We at Wiley and Jossey-Bass were shocked and saddened to learn of the passing of thought leader and leadership authority Stephen Covey. Author of “The 7 Habits of Highly Effective People,” Covey was a frequent contributor to our “Leader to Leader” journal. We’d like to share a bit of two of Stephen Covey’s “Leader to Leader” contributions with you.

The Habits of Effective Organizations
“I believe leadership lies more in character than in technical competence, but these two are interwoven. As people grow in competence they gain awareness of a new dimension of the character. Then, as they begin to develop that aspect of their character, they find that their competence also increases. For instance, when we tre3ac the skill of empathic listening—in other words, Habit 5—people see that they’d always looked at things from their own frame of reference, and the start to explore the richness of other people’s perspective. As they get better at listening, they gather more information, and realize they’ve always lived with an insufficiency of data. Applying that learning to their personal and professional lives is exciting. People say, “Now I really know why to listen, instead of just how.” So these two—the why of the character and the how of competence—feed one another.”
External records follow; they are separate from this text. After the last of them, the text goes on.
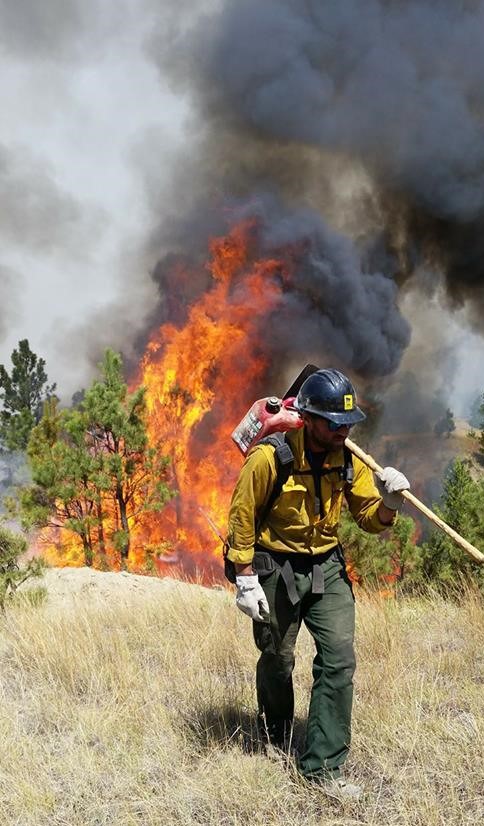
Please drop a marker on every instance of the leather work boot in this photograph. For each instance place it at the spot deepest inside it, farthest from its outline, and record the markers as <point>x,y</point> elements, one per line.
<point>338,788</point>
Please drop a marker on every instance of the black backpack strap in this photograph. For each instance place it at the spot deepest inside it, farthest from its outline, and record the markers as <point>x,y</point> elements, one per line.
<point>348,471</point>
<point>284,466</point>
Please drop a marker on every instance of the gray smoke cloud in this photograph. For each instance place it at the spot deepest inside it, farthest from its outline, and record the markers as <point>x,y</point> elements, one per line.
<point>396,87</point>
<point>39,215</point>
<point>330,304</point>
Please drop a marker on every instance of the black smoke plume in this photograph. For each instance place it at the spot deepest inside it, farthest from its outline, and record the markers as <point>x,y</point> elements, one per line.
<point>289,92</point>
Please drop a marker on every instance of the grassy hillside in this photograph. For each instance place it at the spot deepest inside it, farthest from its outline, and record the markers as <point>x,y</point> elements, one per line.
<point>139,708</point>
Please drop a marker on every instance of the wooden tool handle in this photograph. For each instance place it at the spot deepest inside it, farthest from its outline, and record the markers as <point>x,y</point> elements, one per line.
<point>409,497</point>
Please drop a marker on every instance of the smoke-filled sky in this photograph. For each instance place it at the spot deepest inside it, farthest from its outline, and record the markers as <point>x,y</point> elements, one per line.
<point>129,126</point>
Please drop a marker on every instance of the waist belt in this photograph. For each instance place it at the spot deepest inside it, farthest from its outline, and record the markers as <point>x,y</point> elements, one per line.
<point>266,562</point>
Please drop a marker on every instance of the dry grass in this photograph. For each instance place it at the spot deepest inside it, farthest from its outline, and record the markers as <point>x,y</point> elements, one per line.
<point>142,712</point>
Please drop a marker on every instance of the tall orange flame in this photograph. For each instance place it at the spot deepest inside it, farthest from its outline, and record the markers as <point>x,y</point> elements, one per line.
<point>200,378</point>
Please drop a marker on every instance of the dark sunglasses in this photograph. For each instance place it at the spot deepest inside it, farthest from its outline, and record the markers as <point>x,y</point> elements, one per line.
<point>334,426</point>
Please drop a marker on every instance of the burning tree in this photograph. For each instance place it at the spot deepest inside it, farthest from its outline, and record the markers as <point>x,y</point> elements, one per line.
<point>94,474</point>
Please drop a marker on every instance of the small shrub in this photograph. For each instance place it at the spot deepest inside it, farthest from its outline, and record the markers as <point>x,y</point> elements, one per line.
<point>12,572</point>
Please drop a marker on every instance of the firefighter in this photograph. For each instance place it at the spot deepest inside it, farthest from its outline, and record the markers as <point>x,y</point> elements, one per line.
<point>290,569</point>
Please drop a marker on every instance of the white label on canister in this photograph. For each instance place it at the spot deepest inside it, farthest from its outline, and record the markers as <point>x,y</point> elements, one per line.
<point>245,433</point>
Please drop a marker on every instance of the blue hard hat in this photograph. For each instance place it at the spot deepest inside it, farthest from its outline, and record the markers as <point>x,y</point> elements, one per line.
<point>329,394</point>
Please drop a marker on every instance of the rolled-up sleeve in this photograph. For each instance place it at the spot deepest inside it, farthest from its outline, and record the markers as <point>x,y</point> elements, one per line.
<point>251,492</point>
<point>364,499</point>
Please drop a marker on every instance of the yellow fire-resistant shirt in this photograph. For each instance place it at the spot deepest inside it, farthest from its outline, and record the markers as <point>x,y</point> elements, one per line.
<point>292,525</point>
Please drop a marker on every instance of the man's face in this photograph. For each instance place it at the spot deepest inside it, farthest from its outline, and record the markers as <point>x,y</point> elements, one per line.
<point>318,435</point>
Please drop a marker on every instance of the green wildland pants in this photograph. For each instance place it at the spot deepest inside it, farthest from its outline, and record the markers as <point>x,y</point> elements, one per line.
<point>330,618</point>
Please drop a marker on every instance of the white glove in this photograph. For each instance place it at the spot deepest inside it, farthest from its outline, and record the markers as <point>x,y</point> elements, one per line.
<point>250,598</point>
<point>392,482</point>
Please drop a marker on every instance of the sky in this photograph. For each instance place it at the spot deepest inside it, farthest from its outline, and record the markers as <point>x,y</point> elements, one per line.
<point>91,127</point>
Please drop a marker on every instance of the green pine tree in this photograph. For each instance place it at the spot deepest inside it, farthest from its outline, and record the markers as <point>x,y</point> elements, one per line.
<point>22,392</point>
<point>444,562</point>
<point>373,558</point>
<point>94,473</point>
<point>12,572</point>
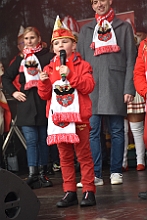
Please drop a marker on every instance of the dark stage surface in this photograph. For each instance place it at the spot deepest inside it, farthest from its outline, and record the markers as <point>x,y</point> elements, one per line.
<point>114,202</point>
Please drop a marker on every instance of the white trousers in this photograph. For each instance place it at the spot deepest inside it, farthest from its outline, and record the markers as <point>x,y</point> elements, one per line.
<point>137,129</point>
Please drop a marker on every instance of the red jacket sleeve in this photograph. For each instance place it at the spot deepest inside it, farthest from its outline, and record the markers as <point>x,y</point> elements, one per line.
<point>140,69</point>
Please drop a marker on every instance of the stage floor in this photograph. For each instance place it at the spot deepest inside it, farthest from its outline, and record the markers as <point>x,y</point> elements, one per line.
<point>114,202</point>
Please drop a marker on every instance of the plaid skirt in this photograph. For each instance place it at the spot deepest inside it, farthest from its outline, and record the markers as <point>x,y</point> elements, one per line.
<point>137,106</point>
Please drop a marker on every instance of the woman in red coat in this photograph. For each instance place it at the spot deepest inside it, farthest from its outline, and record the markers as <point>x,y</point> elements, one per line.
<point>140,81</point>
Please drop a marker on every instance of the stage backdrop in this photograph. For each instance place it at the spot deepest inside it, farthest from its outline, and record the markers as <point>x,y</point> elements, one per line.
<point>42,14</point>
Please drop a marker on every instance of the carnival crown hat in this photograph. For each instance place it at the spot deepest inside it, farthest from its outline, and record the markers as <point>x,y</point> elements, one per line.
<point>21,31</point>
<point>61,31</point>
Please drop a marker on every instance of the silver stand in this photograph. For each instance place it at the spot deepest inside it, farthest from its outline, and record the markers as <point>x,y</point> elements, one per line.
<point>13,129</point>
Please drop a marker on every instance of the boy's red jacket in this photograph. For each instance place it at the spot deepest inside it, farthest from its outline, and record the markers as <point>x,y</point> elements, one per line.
<point>81,79</point>
<point>140,69</point>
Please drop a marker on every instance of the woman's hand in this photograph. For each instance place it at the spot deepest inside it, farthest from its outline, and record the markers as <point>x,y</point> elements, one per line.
<point>43,76</point>
<point>21,97</point>
<point>128,98</point>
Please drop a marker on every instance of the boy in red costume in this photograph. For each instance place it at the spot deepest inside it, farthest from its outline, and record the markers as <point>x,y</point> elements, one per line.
<point>66,89</point>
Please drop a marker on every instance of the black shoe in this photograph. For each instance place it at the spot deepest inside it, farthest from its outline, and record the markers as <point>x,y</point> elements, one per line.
<point>33,182</point>
<point>69,199</point>
<point>88,199</point>
<point>45,181</point>
<point>142,195</point>
<point>32,179</point>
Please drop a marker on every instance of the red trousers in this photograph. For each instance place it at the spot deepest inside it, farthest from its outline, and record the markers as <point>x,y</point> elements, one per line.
<point>84,157</point>
<point>145,131</point>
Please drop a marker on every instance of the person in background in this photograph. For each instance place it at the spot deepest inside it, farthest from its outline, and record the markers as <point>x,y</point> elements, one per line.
<point>66,83</point>
<point>140,73</point>
<point>107,43</point>
<point>5,114</point>
<point>135,120</point>
<point>30,107</point>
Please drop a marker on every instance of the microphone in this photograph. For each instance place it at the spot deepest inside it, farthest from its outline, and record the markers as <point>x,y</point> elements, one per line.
<point>63,62</point>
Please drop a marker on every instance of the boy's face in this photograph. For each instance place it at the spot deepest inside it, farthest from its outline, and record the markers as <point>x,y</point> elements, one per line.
<point>64,44</point>
<point>31,39</point>
<point>101,7</point>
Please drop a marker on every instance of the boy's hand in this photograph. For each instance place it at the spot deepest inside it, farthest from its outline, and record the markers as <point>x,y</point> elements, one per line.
<point>64,70</point>
<point>43,76</point>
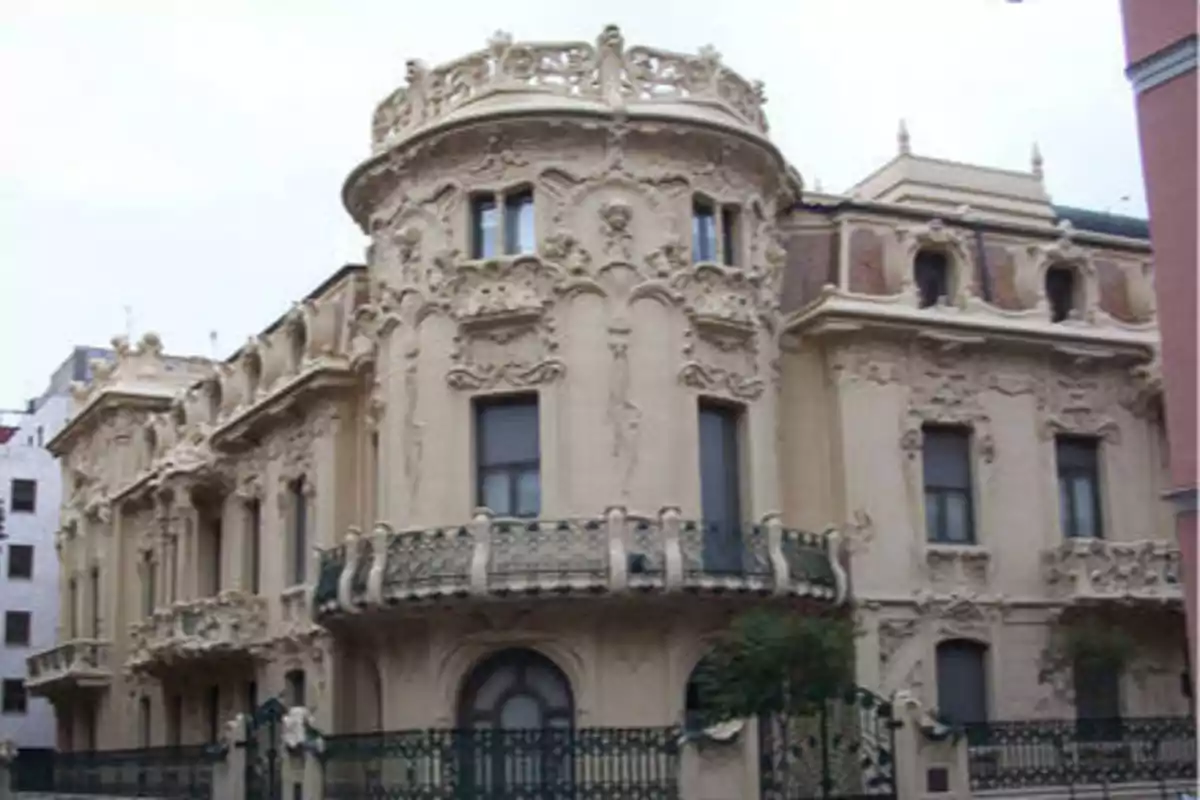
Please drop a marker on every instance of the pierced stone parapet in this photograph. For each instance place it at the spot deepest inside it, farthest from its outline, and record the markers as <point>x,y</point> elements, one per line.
<point>611,553</point>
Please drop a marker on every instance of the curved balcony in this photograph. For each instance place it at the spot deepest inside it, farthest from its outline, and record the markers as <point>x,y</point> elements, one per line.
<point>611,554</point>
<point>198,632</point>
<point>78,665</point>
<point>1095,570</point>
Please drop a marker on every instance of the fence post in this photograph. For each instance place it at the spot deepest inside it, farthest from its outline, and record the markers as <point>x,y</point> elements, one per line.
<point>927,765</point>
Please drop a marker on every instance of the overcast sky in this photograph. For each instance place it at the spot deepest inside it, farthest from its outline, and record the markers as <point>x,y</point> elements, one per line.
<point>185,160</point>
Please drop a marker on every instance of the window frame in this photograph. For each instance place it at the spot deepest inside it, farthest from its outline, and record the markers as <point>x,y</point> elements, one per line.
<point>514,468</point>
<point>940,493</point>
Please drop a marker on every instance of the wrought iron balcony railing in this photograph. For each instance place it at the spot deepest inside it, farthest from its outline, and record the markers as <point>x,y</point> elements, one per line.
<point>77,663</point>
<point>211,627</point>
<point>613,553</point>
<point>1096,570</point>
<point>1077,752</point>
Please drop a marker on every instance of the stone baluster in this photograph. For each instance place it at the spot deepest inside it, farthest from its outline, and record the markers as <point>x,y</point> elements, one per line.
<point>381,536</point>
<point>773,524</point>
<point>618,537</point>
<point>672,551</point>
<point>481,536</point>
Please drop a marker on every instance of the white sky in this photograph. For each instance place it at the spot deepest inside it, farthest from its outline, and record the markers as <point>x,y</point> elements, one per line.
<point>186,158</point>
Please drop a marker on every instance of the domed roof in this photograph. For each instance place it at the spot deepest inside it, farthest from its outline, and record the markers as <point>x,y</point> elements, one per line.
<point>606,78</point>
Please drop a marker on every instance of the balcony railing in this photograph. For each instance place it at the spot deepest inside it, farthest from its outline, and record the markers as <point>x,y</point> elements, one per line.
<point>1078,752</point>
<point>79,663</point>
<point>1096,570</point>
<point>211,627</point>
<point>613,553</point>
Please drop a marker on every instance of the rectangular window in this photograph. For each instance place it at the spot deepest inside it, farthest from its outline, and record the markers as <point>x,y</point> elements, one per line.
<point>720,486</point>
<point>24,495</point>
<point>485,226</point>
<point>703,232</point>
<point>299,531</point>
<point>1079,487</point>
<point>15,701</point>
<point>508,456</point>
<point>519,234</point>
<point>946,452</point>
<point>16,629</point>
<point>21,560</point>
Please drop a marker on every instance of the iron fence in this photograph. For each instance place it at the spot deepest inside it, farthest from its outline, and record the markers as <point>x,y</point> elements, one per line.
<point>538,764</point>
<point>1071,752</point>
<point>180,773</point>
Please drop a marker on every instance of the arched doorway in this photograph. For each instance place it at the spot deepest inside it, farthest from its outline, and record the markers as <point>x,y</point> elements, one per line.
<point>516,715</point>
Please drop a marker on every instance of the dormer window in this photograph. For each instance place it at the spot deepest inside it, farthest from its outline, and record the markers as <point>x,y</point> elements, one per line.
<point>931,274</point>
<point>715,232</point>
<point>1060,292</point>
<point>513,234</point>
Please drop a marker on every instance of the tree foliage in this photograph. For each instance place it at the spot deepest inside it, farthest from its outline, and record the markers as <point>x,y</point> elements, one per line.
<point>774,662</point>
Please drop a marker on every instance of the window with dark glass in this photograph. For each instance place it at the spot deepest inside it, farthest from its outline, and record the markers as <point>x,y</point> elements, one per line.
<point>16,629</point>
<point>720,485</point>
<point>299,531</point>
<point>519,234</point>
<point>1060,292</point>
<point>24,495</point>
<point>21,560</point>
<point>931,272</point>
<point>508,456</point>
<point>946,455</point>
<point>1079,486</point>
<point>16,699</point>
<point>963,681</point>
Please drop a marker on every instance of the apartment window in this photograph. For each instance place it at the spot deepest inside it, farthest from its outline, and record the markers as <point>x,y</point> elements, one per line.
<point>16,629</point>
<point>963,680</point>
<point>15,701</point>
<point>1060,292</point>
<point>946,452</point>
<point>931,274</point>
<point>24,495</point>
<point>295,687</point>
<point>299,530</point>
<point>21,560</point>
<point>255,543</point>
<point>509,480</point>
<point>1079,487</point>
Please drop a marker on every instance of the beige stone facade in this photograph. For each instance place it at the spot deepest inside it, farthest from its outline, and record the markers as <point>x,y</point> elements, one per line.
<point>606,240</point>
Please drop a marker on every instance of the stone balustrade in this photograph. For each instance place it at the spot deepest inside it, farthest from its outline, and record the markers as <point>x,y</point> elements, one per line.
<point>76,663</point>
<point>567,76</point>
<point>229,624</point>
<point>617,552</point>
<point>1096,570</point>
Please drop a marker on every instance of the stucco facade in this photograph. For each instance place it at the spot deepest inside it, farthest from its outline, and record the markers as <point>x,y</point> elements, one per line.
<point>607,235</point>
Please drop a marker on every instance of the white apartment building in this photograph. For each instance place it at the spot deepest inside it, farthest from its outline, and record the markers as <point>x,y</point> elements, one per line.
<point>30,498</point>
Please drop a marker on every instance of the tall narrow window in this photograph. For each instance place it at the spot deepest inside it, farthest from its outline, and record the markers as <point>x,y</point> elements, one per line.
<point>1079,486</point>
<point>1060,292</point>
<point>485,227</point>
<point>253,543</point>
<point>930,272</point>
<point>720,486</point>
<point>519,234</point>
<point>963,680</point>
<point>507,451</point>
<point>299,531</point>
<point>946,452</point>
<point>703,230</point>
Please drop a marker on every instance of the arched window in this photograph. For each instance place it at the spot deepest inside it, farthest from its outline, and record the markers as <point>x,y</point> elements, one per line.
<point>516,690</point>
<point>1060,287</point>
<point>963,680</point>
<point>931,274</point>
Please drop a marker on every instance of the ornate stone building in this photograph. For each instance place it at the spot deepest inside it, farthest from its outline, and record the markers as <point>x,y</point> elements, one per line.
<point>611,374</point>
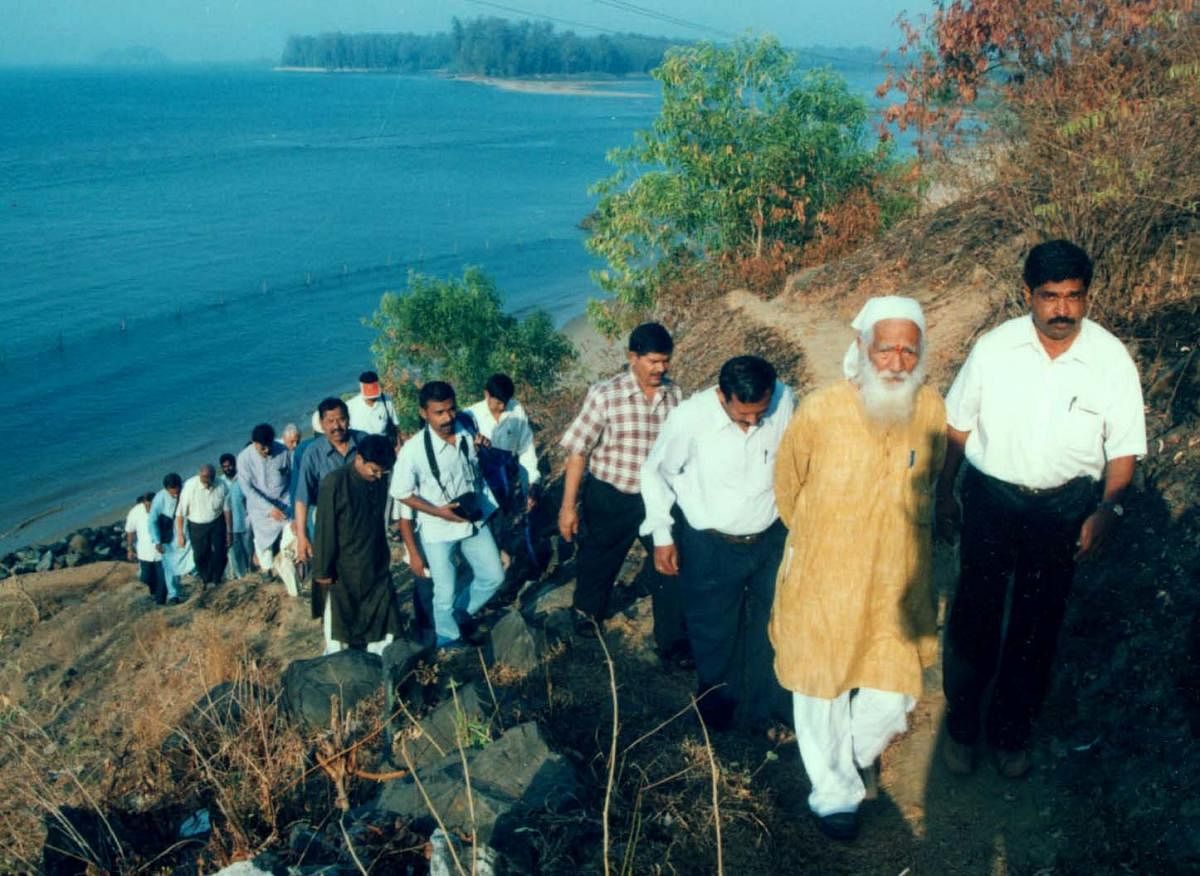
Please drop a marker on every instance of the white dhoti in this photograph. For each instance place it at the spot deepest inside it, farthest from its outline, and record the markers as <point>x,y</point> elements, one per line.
<point>285,562</point>
<point>839,736</point>
<point>333,646</point>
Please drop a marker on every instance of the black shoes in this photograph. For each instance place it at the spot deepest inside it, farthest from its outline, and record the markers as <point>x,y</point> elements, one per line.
<point>586,627</point>
<point>839,826</point>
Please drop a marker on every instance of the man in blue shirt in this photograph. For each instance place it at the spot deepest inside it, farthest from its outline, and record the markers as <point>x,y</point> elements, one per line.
<point>241,546</point>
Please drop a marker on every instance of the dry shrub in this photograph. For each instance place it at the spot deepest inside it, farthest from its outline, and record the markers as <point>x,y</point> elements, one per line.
<point>844,227</point>
<point>1111,160</point>
<point>235,753</point>
<point>763,274</point>
<point>1093,107</point>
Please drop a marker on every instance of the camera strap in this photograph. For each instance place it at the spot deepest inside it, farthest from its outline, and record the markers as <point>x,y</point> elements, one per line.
<point>433,463</point>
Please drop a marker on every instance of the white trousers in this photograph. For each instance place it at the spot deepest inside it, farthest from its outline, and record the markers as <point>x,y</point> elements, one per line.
<point>333,646</point>
<point>839,736</point>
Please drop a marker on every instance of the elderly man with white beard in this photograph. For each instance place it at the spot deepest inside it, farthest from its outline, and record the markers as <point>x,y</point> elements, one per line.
<point>853,622</point>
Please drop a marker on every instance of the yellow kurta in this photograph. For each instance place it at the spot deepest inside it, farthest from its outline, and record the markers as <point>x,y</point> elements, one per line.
<point>853,601</point>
Leading in the Knowledge Worker Age
“I have written much over the years on effectiveness. Being effective as individuals and organizations is no longer optional in today’s world—it’s the price of entry to the playing field. But surviving, thriving, innovating, excelling, and leading in this new reality will require us to build on and reach beyond effectiveness. The call and need of a new era is for greatness. It’s for fulfillment, passionate execution, and significant contribution. These are on a different plane or dimension. They are different in kind—just as significance is different in kind, not in degree, from success. Tapping into the higher reaches of human genius and motivation—what we could call voice—requires a new mind-set, a new skill-set, a new tool-set…a new habit.”

Stephen Covey was such an inspiration to so many in the nonprofit world and beyond. He will be missed.